Objective: Errors in community medication histories increase the risk of adverse events. The objectives of this study were to estimate the extent to which access to community-based pharmacy records provided more information about prescription drug use than conventional medication histories.
Materials and methods: A prospective cohort of patients with public drug insurance who visited the emergency departments (ED) in two teaching hospitals in Montreal, Quebec was recruited. Drug lists recorded in the patients' ED charts were compared with pharmacy records of dispensed medications retrieved from the public drug insurer. Patient and drug-related predictors of discrepancies were estimated using general estimating equation multivariate logistic regression.
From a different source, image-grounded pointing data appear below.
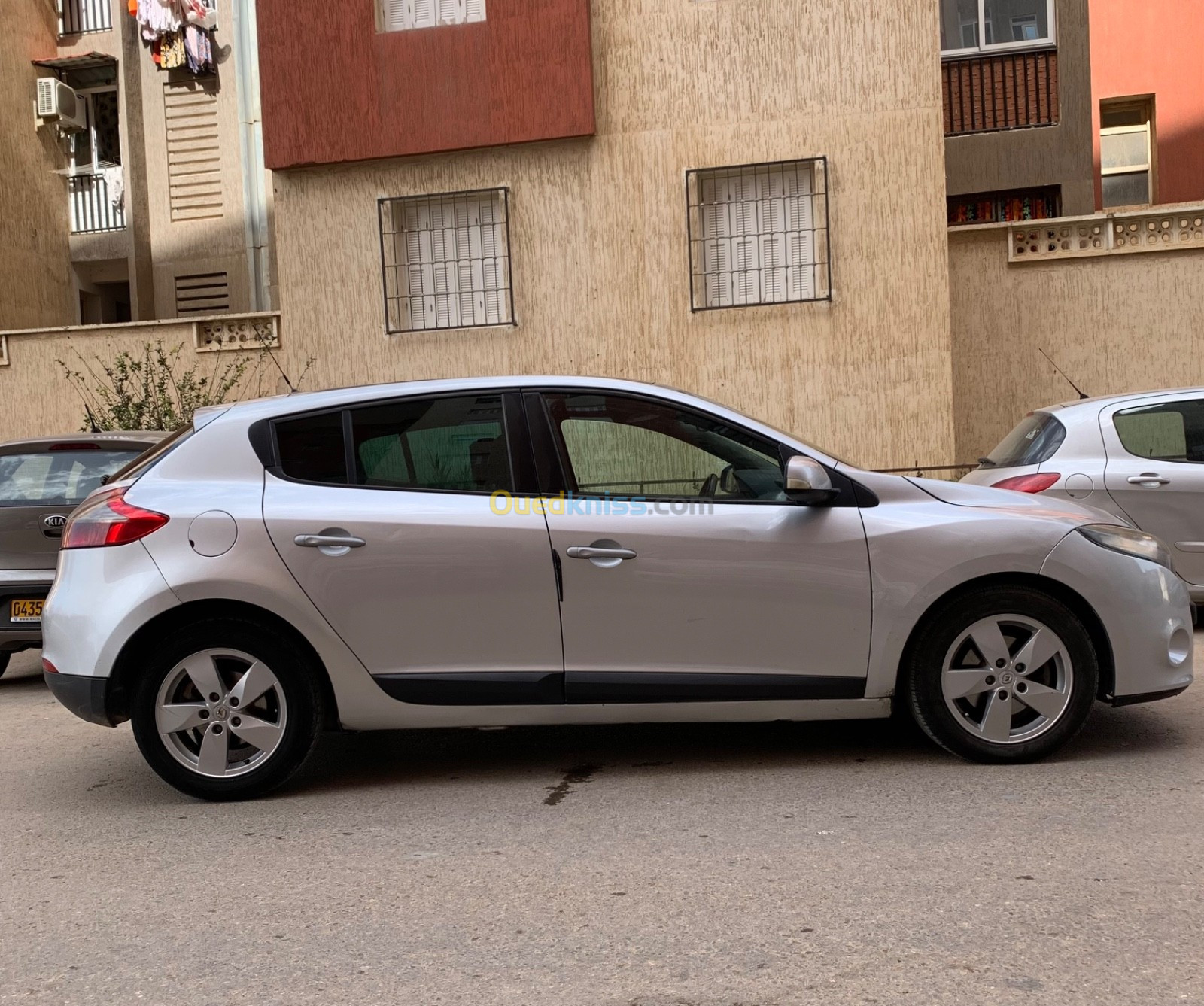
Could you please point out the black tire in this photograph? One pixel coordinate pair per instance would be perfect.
(921, 690)
(296, 675)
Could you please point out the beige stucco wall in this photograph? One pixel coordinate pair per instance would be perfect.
(1114, 324)
(599, 226)
(36, 288)
(1050, 156)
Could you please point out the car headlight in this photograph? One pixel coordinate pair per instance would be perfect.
(1129, 542)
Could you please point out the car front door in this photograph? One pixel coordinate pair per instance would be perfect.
(383, 514)
(688, 576)
(1156, 473)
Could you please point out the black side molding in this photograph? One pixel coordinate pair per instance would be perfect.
(641, 687)
(515, 687)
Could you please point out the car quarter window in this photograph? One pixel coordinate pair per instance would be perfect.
(1169, 431)
(636, 447)
(455, 444)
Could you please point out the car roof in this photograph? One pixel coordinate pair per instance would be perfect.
(129, 439)
(1099, 401)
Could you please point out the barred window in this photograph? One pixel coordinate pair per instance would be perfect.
(447, 261)
(759, 234)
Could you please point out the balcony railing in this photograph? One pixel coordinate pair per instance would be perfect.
(78, 17)
(92, 205)
(995, 93)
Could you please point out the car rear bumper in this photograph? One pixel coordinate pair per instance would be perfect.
(86, 697)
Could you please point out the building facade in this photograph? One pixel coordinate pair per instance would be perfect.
(1148, 108)
(734, 198)
(147, 164)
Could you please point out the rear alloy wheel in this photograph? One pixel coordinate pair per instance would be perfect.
(220, 715)
(1002, 675)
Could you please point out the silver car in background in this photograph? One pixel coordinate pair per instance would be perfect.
(1138, 456)
(505, 552)
(41, 483)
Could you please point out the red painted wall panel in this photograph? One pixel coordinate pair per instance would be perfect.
(335, 90)
(1142, 47)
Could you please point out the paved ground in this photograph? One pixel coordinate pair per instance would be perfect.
(647, 867)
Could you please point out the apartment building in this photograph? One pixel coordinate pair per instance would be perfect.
(1017, 108)
(1148, 108)
(737, 196)
(140, 160)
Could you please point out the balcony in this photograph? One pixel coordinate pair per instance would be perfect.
(93, 208)
(999, 92)
(81, 17)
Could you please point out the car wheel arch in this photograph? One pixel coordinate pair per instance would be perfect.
(130, 660)
(1055, 588)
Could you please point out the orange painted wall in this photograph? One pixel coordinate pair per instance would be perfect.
(1142, 47)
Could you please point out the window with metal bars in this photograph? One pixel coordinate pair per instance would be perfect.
(445, 260)
(403, 14)
(759, 235)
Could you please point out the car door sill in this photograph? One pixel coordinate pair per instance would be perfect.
(594, 687)
(505, 687)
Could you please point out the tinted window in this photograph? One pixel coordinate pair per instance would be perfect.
(451, 444)
(1035, 438)
(312, 449)
(1173, 431)
(56, 477)
(631, 447)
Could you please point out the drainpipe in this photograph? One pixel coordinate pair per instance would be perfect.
(251, 148)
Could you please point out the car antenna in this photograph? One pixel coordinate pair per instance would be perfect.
(1057, 367)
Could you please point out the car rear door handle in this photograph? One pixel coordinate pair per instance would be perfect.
(329, 542)
(590, 552)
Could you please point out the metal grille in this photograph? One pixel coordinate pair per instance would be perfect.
(78, 17)
(759, 235)
(445, 260)
(995, 93)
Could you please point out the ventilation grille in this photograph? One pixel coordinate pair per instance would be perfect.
(204, 293)
(194, 157)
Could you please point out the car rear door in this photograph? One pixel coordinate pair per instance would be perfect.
(688, 576)
(1156, 472)
(383, 513)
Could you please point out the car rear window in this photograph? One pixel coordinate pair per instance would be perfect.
(1035, 439)
(56, 478)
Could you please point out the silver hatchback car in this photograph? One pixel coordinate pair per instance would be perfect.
(1138, 456)
(570, 550)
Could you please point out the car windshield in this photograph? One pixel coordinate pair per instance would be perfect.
(1035, 439)
(56, 478)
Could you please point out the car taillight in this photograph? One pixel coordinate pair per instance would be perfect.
(1035, 483)
(106, 519)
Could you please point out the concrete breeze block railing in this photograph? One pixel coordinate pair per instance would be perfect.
(1169, 229)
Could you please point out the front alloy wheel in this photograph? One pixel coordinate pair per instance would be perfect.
(1001, 674)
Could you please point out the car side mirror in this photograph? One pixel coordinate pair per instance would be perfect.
(808, 483)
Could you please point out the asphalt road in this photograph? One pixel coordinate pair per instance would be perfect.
(750, 865)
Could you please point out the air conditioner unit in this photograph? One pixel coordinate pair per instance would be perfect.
(60, 105)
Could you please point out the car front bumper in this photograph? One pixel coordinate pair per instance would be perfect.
(1145, 612)
(22, 585)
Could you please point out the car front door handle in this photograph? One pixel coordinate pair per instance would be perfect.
(591, 552)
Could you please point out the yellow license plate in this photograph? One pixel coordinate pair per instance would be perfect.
(26, 610)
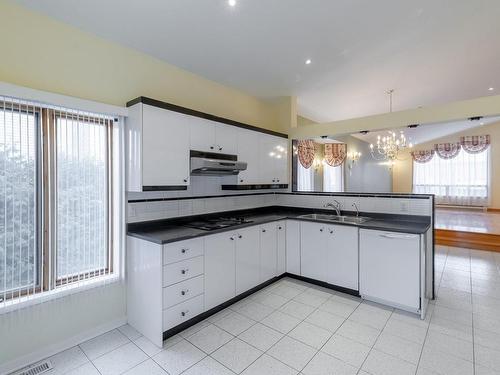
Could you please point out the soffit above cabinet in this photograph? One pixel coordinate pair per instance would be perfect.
(208, 116)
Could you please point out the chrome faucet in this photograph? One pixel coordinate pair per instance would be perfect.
(356, 207)
(335, 206)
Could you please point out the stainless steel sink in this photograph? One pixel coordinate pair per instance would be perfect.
(336, 218)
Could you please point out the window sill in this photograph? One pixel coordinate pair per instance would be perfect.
(35, 299)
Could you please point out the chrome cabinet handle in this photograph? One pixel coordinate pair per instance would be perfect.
(398, 236)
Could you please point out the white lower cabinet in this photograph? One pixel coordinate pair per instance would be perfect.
(281, 247)
(329, 253)
(180, 292)
(342, 256)
(268, 251)
(313, 251)
(247, 259)
(389, 268)
(182, 312)
(220, 275)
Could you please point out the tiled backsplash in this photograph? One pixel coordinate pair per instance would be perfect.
(163, 209)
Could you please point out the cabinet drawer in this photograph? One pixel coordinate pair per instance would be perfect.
(182, 312)
(180, 292)
(177, 251)
(180, 271)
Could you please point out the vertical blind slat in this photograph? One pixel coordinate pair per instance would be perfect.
(75, 168)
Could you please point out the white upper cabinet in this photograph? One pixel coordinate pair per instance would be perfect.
(273, 154)
(248, 151)
(202, 134)
(226, 139)
(211, 136)
(157, 147)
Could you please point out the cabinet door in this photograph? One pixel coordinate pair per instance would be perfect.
(268, 251)
(342, 259)
(267, 159)
(247, 259)
(389, 268)
(226, 139)
(219, 269)
(281, 162)
(248, 151)
(313, 251)
(202, 135)
(165, 147)
(293, 247)
(281, 248)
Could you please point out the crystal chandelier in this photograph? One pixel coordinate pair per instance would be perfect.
(389, 147)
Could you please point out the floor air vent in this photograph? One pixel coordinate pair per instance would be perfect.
(39, 368)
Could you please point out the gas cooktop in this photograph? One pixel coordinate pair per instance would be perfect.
(217, 223)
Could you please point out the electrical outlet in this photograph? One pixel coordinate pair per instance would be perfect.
(404, 206)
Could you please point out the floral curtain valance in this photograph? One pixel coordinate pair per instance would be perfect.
(335, 153)
(423, 156)
(447, 150)
(475, 144)
(305, 152)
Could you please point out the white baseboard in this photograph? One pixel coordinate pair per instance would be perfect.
(50, 350)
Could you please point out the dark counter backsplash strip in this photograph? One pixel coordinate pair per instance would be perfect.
(360, 195)
(268, 210)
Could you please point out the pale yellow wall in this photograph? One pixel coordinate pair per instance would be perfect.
(41, 53)
(403, 174)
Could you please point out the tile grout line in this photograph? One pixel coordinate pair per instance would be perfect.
(373, 345)
(435, 297)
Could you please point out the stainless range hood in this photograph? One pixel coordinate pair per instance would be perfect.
(210, 164)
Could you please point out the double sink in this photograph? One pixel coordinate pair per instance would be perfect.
(336, 218)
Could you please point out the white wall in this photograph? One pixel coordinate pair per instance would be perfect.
(38, 331)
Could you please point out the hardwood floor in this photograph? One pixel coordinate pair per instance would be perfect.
(472, 229)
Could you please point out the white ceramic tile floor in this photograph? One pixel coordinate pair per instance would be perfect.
(291, 327)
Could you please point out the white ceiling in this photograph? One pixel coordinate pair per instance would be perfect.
(429, 132)
(429, 51)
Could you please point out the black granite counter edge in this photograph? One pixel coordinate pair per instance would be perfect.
(358, 195)
(387, 222)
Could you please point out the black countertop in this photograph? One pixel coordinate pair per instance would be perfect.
(172, 230)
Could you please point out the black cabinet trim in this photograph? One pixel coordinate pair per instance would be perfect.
(207, 116)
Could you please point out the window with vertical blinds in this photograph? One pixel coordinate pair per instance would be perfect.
(55, 198)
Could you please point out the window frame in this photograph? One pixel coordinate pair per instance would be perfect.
(46, 200)
(37, 286)
(108, 269)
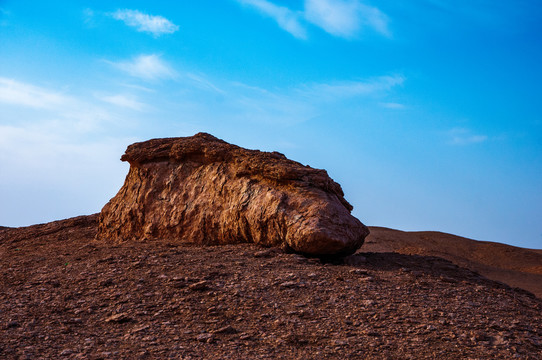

Results: 613 patients participated in the study (mean age 63.1 years, 59.2% women). Pharmacy records identified 41.5% more prescribed medications than were noted in the ED chart. Concordance was highest for anticoagulants, cardiovascular drugs and diuretics. Omissions in the ED chart were more common for drugs that may be taken episodically. Patients with more than 12 medications (OR 2.92, 95% CI 1.71 to 4.97) and more than one pharmacy (OR 3.85, 95% CI 1.80 to 6.59) were more likely to have omissions in the ED chart.
Discussion: The development of health information exchanges could improve the efficiency and accuracy of information about community medication histories if they enable automated access to dispensed medication records from community pharmacies, particularly for the most vulnerable populations with multiple morbidities.
Conclusions: Pharmacy records identified a substantial number of medications that were not in the ED chart. There is potential for greater safety and efficiency with automated access to pharmacy records.
Keywords: community practice; electronic pharmacy records; medical informatics; medication reconciliation; patient safety.